With Massachusetts’ controversial automotive “right-to-repair” law still stuck in federal court, the US House of Representatives is once again trying to enact a similar set of standards for the entire nation.
A bipartisan group of legislators is re-introducing the REPAIR Act, filed last year by Democratic Representative Bobby Rush of Illinois. The bill would ensure that consumers and independent car repair shops could get full access to a car’s digital diagnostic information, which is vital for carrying out repairs. This information is already available under the terms of a 2014 voluntary agreement with car makers. But since then, cars have begun to adopt telematic technology that delivers the data over wireless data networks. The new law is intended to ensure that the wireless data are also available.

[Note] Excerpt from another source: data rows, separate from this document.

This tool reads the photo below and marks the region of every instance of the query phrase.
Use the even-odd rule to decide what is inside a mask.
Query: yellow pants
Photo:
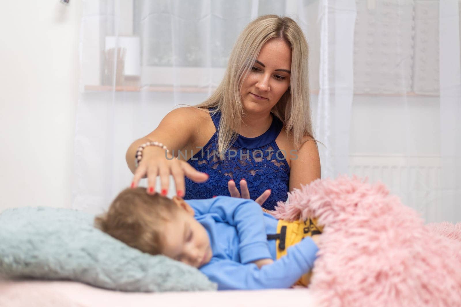
[[[283,239],[278,238],[276,241],[277,259],[279,259],[286,255],[289,247],[301,242],[306,237],[312,237],[313,235],[321,233],[323,230],[323,227],[317,226],[316,219],[309,218],[304,222],[279,220],[277,224],[277,233],[280,234],[282,236],[284,234],[285,240],[284,242]],[[295,285],[307,287],[312,272],[310,272],[305,274]]]

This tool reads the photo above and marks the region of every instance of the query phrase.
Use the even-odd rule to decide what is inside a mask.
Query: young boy
[[[95,222],[132,247],[198,268],[220,290],[307,286],[320,233],[310,220],[279,221],[250,199],[171,200],[142,188],[123,191]]]

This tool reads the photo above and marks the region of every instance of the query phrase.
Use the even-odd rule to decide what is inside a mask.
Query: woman
[[[165,195],[171,174],[185,199],[230,195],[272,210],[288,191],[320,178],[307,55],[302,32],[291,18],[266,15],[250,23],[212,96],[171,111],[128,148],[132,187],[147,176],[148,193],[154,193],[160,175]]]

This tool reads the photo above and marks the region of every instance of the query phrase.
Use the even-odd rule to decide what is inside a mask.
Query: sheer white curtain
[[[428,222],[461,220],[458,0],[84,1],[75,208],[132,178],[125,152],[220,81],[256,17],[290,16],[310,47],[323,178],[383,181]]]

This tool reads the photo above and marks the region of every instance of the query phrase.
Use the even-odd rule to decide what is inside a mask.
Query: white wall
[[[0,4],[0,211],[70,206],[81,11]]]

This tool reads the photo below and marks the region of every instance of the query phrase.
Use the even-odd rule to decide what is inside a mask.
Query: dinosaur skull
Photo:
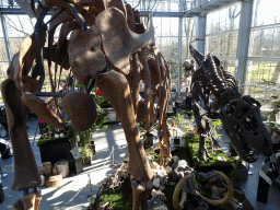
[[[221,119],[241,158],[255,162],[255,154],[271,155],[271,140],[261,121],[259,103],[254,98],[231,100],[221,112]]]

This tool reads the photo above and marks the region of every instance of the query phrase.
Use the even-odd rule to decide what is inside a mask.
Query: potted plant
[[[187,138],[192,139],[195,138],[195,130],[191,126],[186,126],[185,129],[183,130],[184,133],[186,133]]]
[[[232,142],[228,142],[238,154]],[[242,159],[238,156],[233,158],[234,168],[230,174],[233,186],[240,188],[241,183],[248,179],[248,170],[242,164]]]
[[[93,159],[93,151],[90,147],[82,147],[81,148],[82,153],[82,161],[84,165],[91,165],[92,159]]]
[[[105,125],[106,122],[106,117],[108,113],[104,112],[101,105],[104,103],[104,97],[102,96],[96,96],[95,98],[95,105],[96,105],[96,110],[97,110],[97,119],[93,124],[93,126],[85,130],[85,131],[75,131],[75,136],[79,137],[79,144],[81,148],[91,148],[93,154],[95,153],[95,145],[94,141],[92,140],[92,132],[94,132],[97,129],[106,129],[108,126]]]
[[[138,129],[140,132],[140,137],[143,138],[144,148],[150,148],[153,145],[153,137],[155,136],[155,130],[158,124],[150,124],[150,128],[148,130],[144,129],[145,120],[138,122]]]
[[[178,128],[182,126],[184,122],[186,122],[185,115],[182,113],[177,113],[175,116],[172,117],[172,121],[174,125]],[[176,137],[174,137],[174,144],[179,144],[179,137],[178,132],[176,132]]]
[[[67,124],[66,128],[61,130],[56,130],[47,125],[37,141],[37,145],[39,147],[42,162],[55,164],[57,161],[66,159],[70,171],[77,174],[80,173],[77,161],[71,154],[71,150],[74,148],[74,129],[70,124]]]

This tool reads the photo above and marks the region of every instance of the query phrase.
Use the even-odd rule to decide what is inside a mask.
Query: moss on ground
[[[194,148],[197,148],[198,150],[198,143],[199,143],[199,139],[198,138],[195,138],[195,139],[186,139],[188,141],[188,143],[192,143]],[[215,142],[217,143],[217,142]],[[209,143],[207,145],[208,148],[210,147]],[[180,160],[186,160],[186,161],[190,161],[189,159],[191,158],[192,161],[195,162],[195,158],[196,155],[189,155],[189,148],[190,147],[179,147],[177,148],[173,153],[172,155],[177,155]],[[194,150],[194,154],[196,154],[197,150]],[[217,154],[215,155],[212,155],[213,158],[214,156],[225,156],[223,154],[222,151],[217,151]],[[159,156],[159,154],[153,154],[153,158],[156,160],[156,158]],[[226,156],[225,156],[226,158]],[[230,160],[230,159],[229,159]],[[206,166],[209,166],[209,165],[213,165],[213,164],[218,164],[218,165],[224,165],[224,162],[221,163],[218,163],[220,161],[215,160],[215,161],[210,161],[210,163],[208,164],[202,164],[202,162],[200,163],[200,165],[206,165]],[[232,165],[232,161],[226,161],[226,163],[229,162],[230,165]],[[171,166],[172,166],[173,162],[171,162]],[[173,183],[175,182],[173,179],[173,176],[168,176],[168,183]],[[173,192],[174,192],[174,189],[176,187],[176,184],[175,185],[167,185],[165,186],[165,189],[164,189],[164,195],[166,197],[166,201],[165,205],[167,206],[168,210],[174,210],[174,207],[173,207]],[[254,208],[250,206],[250,203],[248,201],[246,201],[246,197],[244,195],[238,195],[237,192],[234,192],[234,198],[236,198],[240,202],[244,202],[243,203],[243,209],[244,210],[253,210]],[[105,189],[104,192],[103,192],[103,196],[101,197],[101,200],[106,203],[106,202],[110,202],[112,207],[116,210],[131,210],[132,209],[132,189],[131,189],[131,184],[130,184],[130,180],[129,178],[127,178],[122,184],[121,186],[115,188],[115,189]],[[221,207],[212,207],[212,206],[209,206],[209,209],[210,210],[234,210],[233,207],[230,205],[230,203],[226,203],[224,206],[221,206]]]

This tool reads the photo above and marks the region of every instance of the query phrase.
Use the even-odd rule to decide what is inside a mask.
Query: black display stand
[[[70,150],[71,143],[68,139],[60,139],[52,143],[39,145],[40,160],[43,162],[51,162],[55,164],[59,160],[66,159],[69,163],[69,170],[79,174],[82,172],[82,160],[75,160]]]

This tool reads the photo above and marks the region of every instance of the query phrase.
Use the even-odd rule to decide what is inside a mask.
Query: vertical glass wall
[[[234,4],[207,15],[206,52],[215,55],[234,73],[241,5]]]

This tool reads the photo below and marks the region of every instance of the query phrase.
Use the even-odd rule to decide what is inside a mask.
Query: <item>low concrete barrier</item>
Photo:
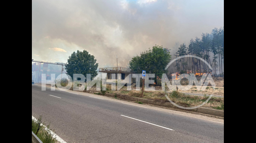
[[[43,143],[32,131],[32,143]]]
[[[88,91],[88,92],[89,92],[89,91]],[[95,93],[95,92],[94,92]],[[99,93],[98,92],[97,92]],[[109,93],[106,93],[105,95],[108,96],[112,97],[115,97],[115,96],[114,94]],[[158,106],[171,107],[173,107],[174,106],[173,105],[172,103],[168,101],[161,102],[155,101],[153,100],[141,98],[139,98],[138,97],[131,97],[124,95],[117,95],[116,97],[117,97],[121,99],[124,99],[128,100],[137,102],[140,101],[142,103],[151,104]],[[196,106],[185,106],[184,105],[180,104],[176,104],[184,107],[195,107]],[[212,109],[202,107],[197,107],[195,109],[192,109],[189,110],[184,109],[184,110],[197,113],[206,114],[222,117],[224,117],[224,110],[218,110],[214,109]]]

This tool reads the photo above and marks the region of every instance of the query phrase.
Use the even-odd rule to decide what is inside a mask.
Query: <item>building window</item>
[[[125,74],[121,73],[121,79],[124,79],[125,78]]]
[[[109,73],[108,74],[108,79],[117,79],[117,73]]]

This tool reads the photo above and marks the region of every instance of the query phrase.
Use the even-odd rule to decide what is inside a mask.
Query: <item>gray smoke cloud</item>
[[[98,67],[127,67],[155,44],[177,52],[190,39],[224,26],[224,1],[32,1],[32,54],[35,60],[67,62],[85,50]]]

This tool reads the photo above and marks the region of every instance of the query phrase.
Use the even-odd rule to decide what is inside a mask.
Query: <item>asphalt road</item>
[[[32,85],[32,115],[66,142],[224,142],[223,119],[50,88]]]

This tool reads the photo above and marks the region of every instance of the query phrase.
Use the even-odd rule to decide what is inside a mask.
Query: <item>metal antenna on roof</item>
[[[117,62],[117,88],[118,88],[119,87],[118,87],[118,85],[119,84],[118,84],[118,63]]]

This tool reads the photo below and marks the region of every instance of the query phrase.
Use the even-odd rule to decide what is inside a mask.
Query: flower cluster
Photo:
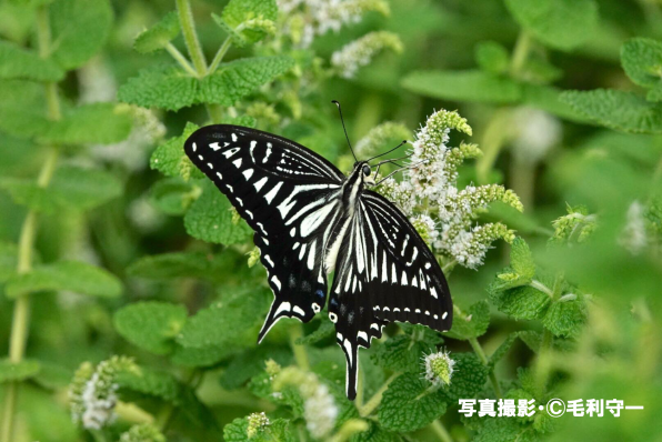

In 2020, Massachusetts voters enacted a similar law through a referendum that won overwhelming public support. But the law has been tied up in court ever since, with no end to the proceedings in sight.
A lawsuit filed by a group representing car makers have argued that the authority to issue such a mandate rests only with the federal government, not with Massachusetts. In addition, they also said that the law gave them too little time to comply with its provisions.
One of those provisions is the establishment of a centralized national system where customers and mechanics could access any vehicle’s data. The carmakers said this approach would pose huge cybersecurity risks, citing a similar criticism made by the National Highway Traffic Safety Administration. For instance, if hackers compromised such a system, they could gain access to data from every major carmaker.
The legislation in Congress would assert federal control over telematic regulation, overriding the Massachusetts law. It also would require car makers to work with NHTSA to develop a secure means of sharing digital automotive information.